About twenty years later, I found myself thinking about him. I thought to myself that the chances were he was dead by now. MD sufferers don’t usually live that long, often because the muscles needed for breathing give out, leading to slow asphyxiation. Resigned to this, I went about my life. Then, one day, I received an email – from Ian himself. Yes, Ian was still alive, and he had reached out to me. That would make him around 50 years old. Man, I was so excited.
I Skyped him that night. I was living in New Zealand, and with the time difference, I called him at 11 a.m. Welsh time. It turned out he had spent the last ten years confined to bed, using a respirator because his chest muscles were so wasted that he needed mechanical help. Every few weeks, he would endure some sort of agonising pain that couldn’t be medicated. Ten years of getting worse and worse. Why he hadn’t lost the will to live was beyond me.
We, of course, became friends on Facebook, and you can measure a man by what he posts. All his posts showed concern for the welfare of animals.
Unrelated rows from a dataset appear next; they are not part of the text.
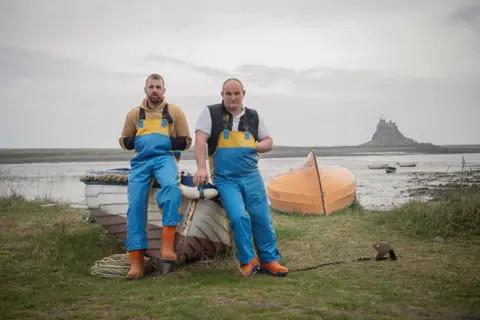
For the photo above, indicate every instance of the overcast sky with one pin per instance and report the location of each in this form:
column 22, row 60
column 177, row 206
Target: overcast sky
column 319, row 72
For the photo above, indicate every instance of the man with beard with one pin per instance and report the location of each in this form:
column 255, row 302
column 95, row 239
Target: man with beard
column 234, row 134
column 158, row 131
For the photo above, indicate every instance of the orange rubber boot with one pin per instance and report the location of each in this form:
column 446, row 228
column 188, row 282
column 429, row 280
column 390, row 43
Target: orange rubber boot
column 168, row 253
column 274, row 268
column 136, row 271
column 250, row 268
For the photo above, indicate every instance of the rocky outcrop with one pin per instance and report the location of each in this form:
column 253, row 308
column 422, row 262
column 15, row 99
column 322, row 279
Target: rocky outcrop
column 387, row 134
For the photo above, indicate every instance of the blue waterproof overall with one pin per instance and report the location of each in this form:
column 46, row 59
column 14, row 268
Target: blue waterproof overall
column 154, row 159
column 242, row 192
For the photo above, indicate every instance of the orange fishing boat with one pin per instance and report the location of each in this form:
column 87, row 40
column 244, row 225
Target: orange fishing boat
column 311, row 189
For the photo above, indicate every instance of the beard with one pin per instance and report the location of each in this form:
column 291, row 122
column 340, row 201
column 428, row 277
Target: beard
column 155, row 99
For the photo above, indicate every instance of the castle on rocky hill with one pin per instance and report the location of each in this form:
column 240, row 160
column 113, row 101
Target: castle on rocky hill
column 387, row 134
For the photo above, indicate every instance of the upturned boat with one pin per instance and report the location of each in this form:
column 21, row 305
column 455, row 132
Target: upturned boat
column 312, row 189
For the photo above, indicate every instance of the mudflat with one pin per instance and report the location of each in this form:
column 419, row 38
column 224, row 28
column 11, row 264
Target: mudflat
column 9, row 156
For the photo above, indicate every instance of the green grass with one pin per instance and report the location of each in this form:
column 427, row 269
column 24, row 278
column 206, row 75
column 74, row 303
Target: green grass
column 46, row 253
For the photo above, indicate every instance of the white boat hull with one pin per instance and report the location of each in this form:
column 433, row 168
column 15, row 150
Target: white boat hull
column 203, row 232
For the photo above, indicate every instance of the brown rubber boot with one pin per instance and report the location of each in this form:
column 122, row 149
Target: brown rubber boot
column 168, row 254
column 136, row 271
column 274, row 268
column 249, row 269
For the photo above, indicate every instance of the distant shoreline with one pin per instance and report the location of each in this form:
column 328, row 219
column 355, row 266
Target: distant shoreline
column 19, row 156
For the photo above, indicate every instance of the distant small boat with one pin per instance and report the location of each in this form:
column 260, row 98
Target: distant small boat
column 407, row 164
column 390, row 169
column 378, row 166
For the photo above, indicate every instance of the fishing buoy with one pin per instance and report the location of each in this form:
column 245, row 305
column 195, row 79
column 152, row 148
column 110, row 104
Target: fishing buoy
column 199, row 193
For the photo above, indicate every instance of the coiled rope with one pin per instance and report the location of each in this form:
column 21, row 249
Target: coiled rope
column 105, row 177
column 117, row 266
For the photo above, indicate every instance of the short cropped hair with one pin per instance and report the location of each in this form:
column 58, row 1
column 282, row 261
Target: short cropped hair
column 155, row 76
column 232, row 79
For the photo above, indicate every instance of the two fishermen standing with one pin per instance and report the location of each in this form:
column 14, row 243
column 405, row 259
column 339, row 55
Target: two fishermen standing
column 232, row 135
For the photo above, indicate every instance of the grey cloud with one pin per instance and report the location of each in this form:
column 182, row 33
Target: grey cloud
column 213, row 72
column 468, row 16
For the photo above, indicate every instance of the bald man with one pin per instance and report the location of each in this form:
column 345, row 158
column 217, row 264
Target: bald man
column 234, row 135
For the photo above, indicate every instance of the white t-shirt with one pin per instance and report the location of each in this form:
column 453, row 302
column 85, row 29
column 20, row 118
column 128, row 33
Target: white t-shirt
column 204, row 123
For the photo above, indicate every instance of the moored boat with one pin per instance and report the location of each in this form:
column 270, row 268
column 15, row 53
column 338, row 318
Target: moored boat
column 312, row 189
column 378, row 166
column 390, row 169
column 203, row 231
column 406, row 164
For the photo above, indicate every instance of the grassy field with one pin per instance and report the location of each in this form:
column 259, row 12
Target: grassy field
column 46, row 254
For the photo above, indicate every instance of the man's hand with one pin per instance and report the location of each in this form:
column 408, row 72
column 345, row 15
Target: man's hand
column 200, row 177
column 264, row 145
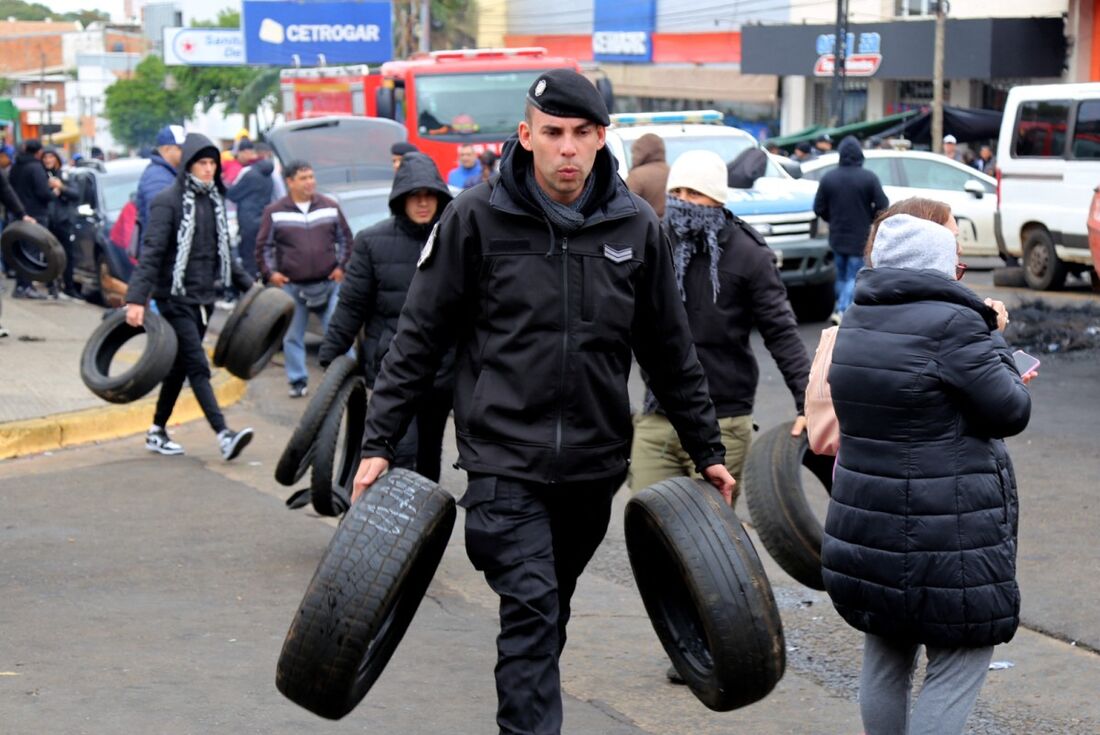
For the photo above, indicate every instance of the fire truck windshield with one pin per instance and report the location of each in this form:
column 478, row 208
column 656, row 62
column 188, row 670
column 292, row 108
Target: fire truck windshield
column 486, row 106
He hated cruelty and suffering. Ironically, Ian personified suffering. We talked about his halcyon days with Ski Volair. He told me they were the best days of his life – well, that wasn’t hard to believe, was it?
We remained in contact for about six months until I got an email from his brother, Alan, informing me of Ian’s passing.
Twenty years on, and I am now working with the disabled and those with special needs. Funny enough, I get more satisfaction making music with special needs individuals than I ever did swanning around in the air. Thank you, Ian, for your introduction to another way of life.